Alain Enthoven, PhD, professor of of Public and Private Management at Stanford University, has been published widely in the fields of health care economics, organization, management, and public policy in the United States and the United Kingdom. In his research, he studies the causes of unsustainable growth in national health expenditures and the costs of health insurance, and possible strategies for moderating this growth while improving quality of care. His recent work is focused on the failings of employment-based health insurance and on proposals for market-based universal health insurance in the United States.

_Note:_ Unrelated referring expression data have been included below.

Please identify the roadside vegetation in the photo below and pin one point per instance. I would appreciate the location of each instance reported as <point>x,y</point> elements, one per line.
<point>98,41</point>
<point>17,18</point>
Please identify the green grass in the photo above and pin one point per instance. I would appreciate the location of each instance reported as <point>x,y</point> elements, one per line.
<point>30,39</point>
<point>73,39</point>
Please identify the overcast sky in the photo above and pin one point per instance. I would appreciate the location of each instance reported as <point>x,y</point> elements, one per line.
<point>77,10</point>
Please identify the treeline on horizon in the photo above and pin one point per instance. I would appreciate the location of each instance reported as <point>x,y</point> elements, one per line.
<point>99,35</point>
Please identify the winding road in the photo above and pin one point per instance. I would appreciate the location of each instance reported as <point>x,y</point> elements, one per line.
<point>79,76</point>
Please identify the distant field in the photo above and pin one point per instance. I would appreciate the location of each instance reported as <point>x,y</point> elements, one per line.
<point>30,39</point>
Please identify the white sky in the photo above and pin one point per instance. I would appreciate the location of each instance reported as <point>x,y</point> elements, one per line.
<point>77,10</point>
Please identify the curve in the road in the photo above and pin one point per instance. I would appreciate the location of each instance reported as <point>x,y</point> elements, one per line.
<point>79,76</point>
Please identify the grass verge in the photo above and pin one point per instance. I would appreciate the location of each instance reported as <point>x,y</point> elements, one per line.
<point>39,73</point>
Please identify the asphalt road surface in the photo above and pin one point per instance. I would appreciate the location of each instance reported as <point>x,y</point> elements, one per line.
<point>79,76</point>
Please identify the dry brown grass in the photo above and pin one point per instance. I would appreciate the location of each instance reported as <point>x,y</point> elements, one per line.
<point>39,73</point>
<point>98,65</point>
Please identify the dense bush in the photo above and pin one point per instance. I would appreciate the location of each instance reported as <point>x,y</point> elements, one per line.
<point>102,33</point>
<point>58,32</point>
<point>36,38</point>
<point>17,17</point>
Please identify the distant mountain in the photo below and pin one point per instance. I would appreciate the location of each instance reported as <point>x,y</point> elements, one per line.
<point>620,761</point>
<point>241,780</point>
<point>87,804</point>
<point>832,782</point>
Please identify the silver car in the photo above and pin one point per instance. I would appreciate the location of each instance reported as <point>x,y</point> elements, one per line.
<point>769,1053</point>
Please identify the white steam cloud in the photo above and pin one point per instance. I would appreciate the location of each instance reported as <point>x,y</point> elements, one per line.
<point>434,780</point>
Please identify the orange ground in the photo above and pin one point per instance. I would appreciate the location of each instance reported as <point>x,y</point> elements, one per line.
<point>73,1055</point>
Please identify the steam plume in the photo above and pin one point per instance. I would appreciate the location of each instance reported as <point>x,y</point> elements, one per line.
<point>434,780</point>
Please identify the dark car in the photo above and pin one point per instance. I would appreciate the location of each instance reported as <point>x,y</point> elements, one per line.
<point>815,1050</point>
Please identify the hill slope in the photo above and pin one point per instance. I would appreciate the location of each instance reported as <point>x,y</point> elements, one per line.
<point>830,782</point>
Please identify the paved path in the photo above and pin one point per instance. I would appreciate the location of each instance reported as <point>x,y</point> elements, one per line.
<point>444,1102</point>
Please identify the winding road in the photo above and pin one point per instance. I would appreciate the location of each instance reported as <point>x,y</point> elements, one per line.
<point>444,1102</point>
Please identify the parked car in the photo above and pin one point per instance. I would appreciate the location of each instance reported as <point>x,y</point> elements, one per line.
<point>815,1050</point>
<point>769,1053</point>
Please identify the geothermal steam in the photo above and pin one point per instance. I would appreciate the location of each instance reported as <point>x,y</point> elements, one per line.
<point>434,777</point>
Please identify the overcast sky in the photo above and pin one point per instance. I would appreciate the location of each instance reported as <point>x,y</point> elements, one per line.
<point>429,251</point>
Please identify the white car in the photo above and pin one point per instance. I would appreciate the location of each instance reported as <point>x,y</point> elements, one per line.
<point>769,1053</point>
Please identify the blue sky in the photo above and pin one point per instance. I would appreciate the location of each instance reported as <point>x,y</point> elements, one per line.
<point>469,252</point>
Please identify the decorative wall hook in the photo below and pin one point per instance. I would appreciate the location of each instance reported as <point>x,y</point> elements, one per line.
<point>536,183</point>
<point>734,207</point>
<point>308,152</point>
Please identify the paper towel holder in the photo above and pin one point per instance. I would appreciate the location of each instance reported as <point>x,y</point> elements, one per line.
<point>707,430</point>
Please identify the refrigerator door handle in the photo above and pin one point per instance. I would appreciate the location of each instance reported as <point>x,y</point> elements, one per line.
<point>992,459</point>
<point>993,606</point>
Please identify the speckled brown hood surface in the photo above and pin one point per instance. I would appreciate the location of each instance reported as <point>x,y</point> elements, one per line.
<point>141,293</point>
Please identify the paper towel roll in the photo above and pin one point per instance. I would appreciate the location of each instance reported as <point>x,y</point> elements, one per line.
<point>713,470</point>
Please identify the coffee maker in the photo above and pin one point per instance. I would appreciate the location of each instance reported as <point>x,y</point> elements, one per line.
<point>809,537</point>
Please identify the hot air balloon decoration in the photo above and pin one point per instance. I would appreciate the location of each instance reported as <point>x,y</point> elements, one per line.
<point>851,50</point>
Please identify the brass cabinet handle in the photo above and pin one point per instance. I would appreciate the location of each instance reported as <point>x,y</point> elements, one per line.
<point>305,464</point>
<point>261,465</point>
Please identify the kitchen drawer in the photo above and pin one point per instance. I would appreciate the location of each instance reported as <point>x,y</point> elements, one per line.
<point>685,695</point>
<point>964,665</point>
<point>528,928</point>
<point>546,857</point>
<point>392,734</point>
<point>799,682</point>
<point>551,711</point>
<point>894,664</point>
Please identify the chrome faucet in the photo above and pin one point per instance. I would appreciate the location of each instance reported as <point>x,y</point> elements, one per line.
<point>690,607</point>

Alain began his teaching career at the Massachusetts Institute of Technology (MIT). Eventually, he moved to the Department of Defense, where he held several positions leading to an appointment, by President Lyndon Johnson, to the position of Assistant Secretary of Defense for Systems Analysis. Alain also served as a consultant to the administration of President Jimmy Carter, where he designed and proposed Consumer Choice Health Plan, a plan for universal health insurance based on managed competition in the private sector.

Alain joined the Stanford faculty in 1973 and has since focused his teaching on health care. In 1988, he gave the de Vries Lectures at Erasmus University on the topic “Theory and Practice of Managed Competition in Health Care Finance.” He served as the Rock Carling Fellow at the Nuffield Trust in London from 1998 to 1999. In 1999, the Nuffield Trust published his monograph “In Pursuit of an Improving National Health Service,” which presented the case for continuing incentives reform in the NHS. In 2006, he gave the Keynote Address for the Dutch/Flemish Association of Health Economists at their tenth Annual Conference at Erasmus University in Rotterdam, entitled “Consumer Choice of Health Plan: Connecting Insurers and Providers in Systems."

Alain holds degrees in Economics from Stanford, Oxford, and MIT.